Не успела Ксюша закончить пятый класс, как умерла бабушка. Она просто не проснулась утром, во сне у неё остановилось сердце. Мама Ксюши Аля, похоронив бабушку, как всегда уехала на вахту, оставив дочь на этот раз одну.

– Ничего, Ксюха, справишься, – на прощание произнесла она, – Огород я посадила, соседка с прополкой поможет, ну а ты поесть сама себе сваришь, не маленькая.

Лето Ксюша провела у тёти Полины, мамы Кати. Девочки были неразлучны, и на речку, и на огороде помочь – всё вместе. За лето обе загорели, подтянулись. А осенью вернулась мама Аля, да не одна. Дядя Игорь сразу не понравился девочке. Глаза злые, маленькие, но при этом так и бегают по Ксюше. А когда он попытался усадить её к себе на колени, девочка, вырвалась, убежала, и больше обедать за стол вместе с дядей Игорем никогда не садилась.

– Что поделать, нелюдимка, – пожала плечами Аля, стряхивая пепел с сигареты в открытую дверку печи. Она теперь часто грелась у раскалёной плиты, кутаясь в пуховую шаль. У неё болели простуженные почки. Как она объяснила дочке, надорвалась она на вахтах. Хотя соседка баба Зина обмолвилась как-то раз, что выпивать Аля любила и пьяная часто на земле в пьяном сне лежала. Ксюша возмутилась тогда таким словам, но вскоре с грустью убедилась в правоте её слов. Мать Ксюши часто прилаживалась к бутылке, а дядя Игорь составлял ей компанию.

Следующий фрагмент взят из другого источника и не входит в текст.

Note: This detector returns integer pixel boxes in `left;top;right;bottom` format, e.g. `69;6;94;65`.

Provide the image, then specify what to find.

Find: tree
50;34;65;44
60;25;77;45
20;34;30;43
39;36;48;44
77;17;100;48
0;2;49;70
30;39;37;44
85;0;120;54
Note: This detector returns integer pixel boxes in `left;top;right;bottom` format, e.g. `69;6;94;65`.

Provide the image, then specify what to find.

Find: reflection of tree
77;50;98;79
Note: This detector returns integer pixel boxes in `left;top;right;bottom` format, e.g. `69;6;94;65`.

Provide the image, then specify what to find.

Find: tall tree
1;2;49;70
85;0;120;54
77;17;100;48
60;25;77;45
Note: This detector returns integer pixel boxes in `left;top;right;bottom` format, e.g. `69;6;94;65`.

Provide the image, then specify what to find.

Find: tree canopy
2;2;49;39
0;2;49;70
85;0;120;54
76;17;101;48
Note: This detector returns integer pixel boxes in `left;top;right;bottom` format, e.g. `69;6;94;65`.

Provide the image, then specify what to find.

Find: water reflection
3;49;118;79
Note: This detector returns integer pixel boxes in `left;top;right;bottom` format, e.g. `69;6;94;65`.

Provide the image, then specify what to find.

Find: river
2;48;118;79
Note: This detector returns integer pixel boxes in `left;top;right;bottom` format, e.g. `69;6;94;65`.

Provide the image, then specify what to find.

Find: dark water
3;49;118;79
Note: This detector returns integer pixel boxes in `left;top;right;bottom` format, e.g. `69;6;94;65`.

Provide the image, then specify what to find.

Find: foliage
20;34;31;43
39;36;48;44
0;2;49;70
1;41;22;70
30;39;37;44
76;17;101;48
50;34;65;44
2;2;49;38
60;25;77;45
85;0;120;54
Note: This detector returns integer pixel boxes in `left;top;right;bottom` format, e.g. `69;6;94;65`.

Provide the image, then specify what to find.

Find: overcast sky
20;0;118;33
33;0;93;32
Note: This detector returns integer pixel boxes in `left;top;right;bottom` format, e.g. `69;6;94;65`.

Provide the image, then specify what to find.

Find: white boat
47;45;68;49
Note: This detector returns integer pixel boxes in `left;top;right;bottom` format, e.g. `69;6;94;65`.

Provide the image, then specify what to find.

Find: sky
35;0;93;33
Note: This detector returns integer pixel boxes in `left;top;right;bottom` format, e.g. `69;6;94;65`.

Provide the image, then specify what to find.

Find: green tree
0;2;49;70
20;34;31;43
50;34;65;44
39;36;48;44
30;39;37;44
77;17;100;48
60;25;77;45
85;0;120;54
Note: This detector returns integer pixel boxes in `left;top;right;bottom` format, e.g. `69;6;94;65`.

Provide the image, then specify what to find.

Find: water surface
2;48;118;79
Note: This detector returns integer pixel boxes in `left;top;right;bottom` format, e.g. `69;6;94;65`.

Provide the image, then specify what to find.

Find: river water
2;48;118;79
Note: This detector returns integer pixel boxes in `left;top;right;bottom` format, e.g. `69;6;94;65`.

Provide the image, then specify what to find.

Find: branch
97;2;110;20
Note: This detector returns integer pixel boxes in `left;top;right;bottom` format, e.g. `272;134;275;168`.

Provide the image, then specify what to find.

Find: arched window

Катя сидела на диване, накрывшись тёплым пледом, держала в руках старый альбом и разглядывала свои детские рисунки. Ни на одном из них она не изображала воду – ни озера, ни берега реки не было в её пейзажах. Катя с детства и навсегда запомнила тёмную страшную глубину и то чувство ужаса от понимания, что под тобой только толща воды и от этого не спастись. И только когда сильные руки схватили её, подняли вверх, вырвали из жуткой глубины, девочка снова почувствовала дыхание жизни. От ужаса Катя зажмурилась и когда она открыла глаза, то первое, что увидела – серьёзный взгляд серых глаз Егора. В них была жизнь, в них была сила. И позже, когда девочка случайно услышала, как мама говорила тёте Маше, что боится холодного злого взгляда Егора, Катя не верила, не понимала! Катя видела силу жизни в его глазах, ту силу, которой она так обрадовалась, распахнув глаза от ужаса. Катя не понимала, когда мама называла Егора жестоким. Она всей своей детской душой протестовала против несправедливых слов мамы. Для Кати Егор не был жестоким, он был сильным. Именно его сила спасла ей жизнь. Такие же серые и серьёзные глаза у её брата Дениса. Когда Денис обхватывал её плечи руками, Катя чувствовала их силу. Она смотрела в его глаза и рассказывала ему всё, что пыталась скрыть от мамы, Егора, тёти Маши, учительницы, подружек – от всех. Катя не могла противиться силе и воле этих глаз. Как гипнотизируют кролика, так и Катя, загипнотизированная взглядом брата, рассказывала ему все тайны, шалости и проделки. И только после исповеди горячо просила:

– Только не рассказывай маме!

– Не буду, – серьёзно обещал Денис. И, действительно, не рассказывал. Никому. Он единственный был в курсе всех её тайных переживаний. Когда у маленького ребёнка спрашивают, кто главный в его жизни, ребёнок отвечает, что мама. Для Кати центром её жизни был старший брат. Чтобы успокоить её плачущую, он обхватывал её в кольцо своих рук. И Катя понимала – она надёжно защищена, в его сильных руках ей не грозит никакая опасность. Денис быстро расправлялся с мальчишками, посмевшими дразнить или дёргать за косички младшую сестрёнку. Она пряталась под его одеялом, когда боялась страшной грозы. Он читал ей сказки на ночь. Он решал за неё задачи по математике, а она выполняла его задания по рисованию. Он заплетал ей косы, прижигал ссадины на коленках зелёнкой, дул на них, когда Катя морщилась от боли. Он даже чинил её порванные платья и стирал её бельё, не дожидаясь, когда мама придёт поздно вечером усталая и продрогшая.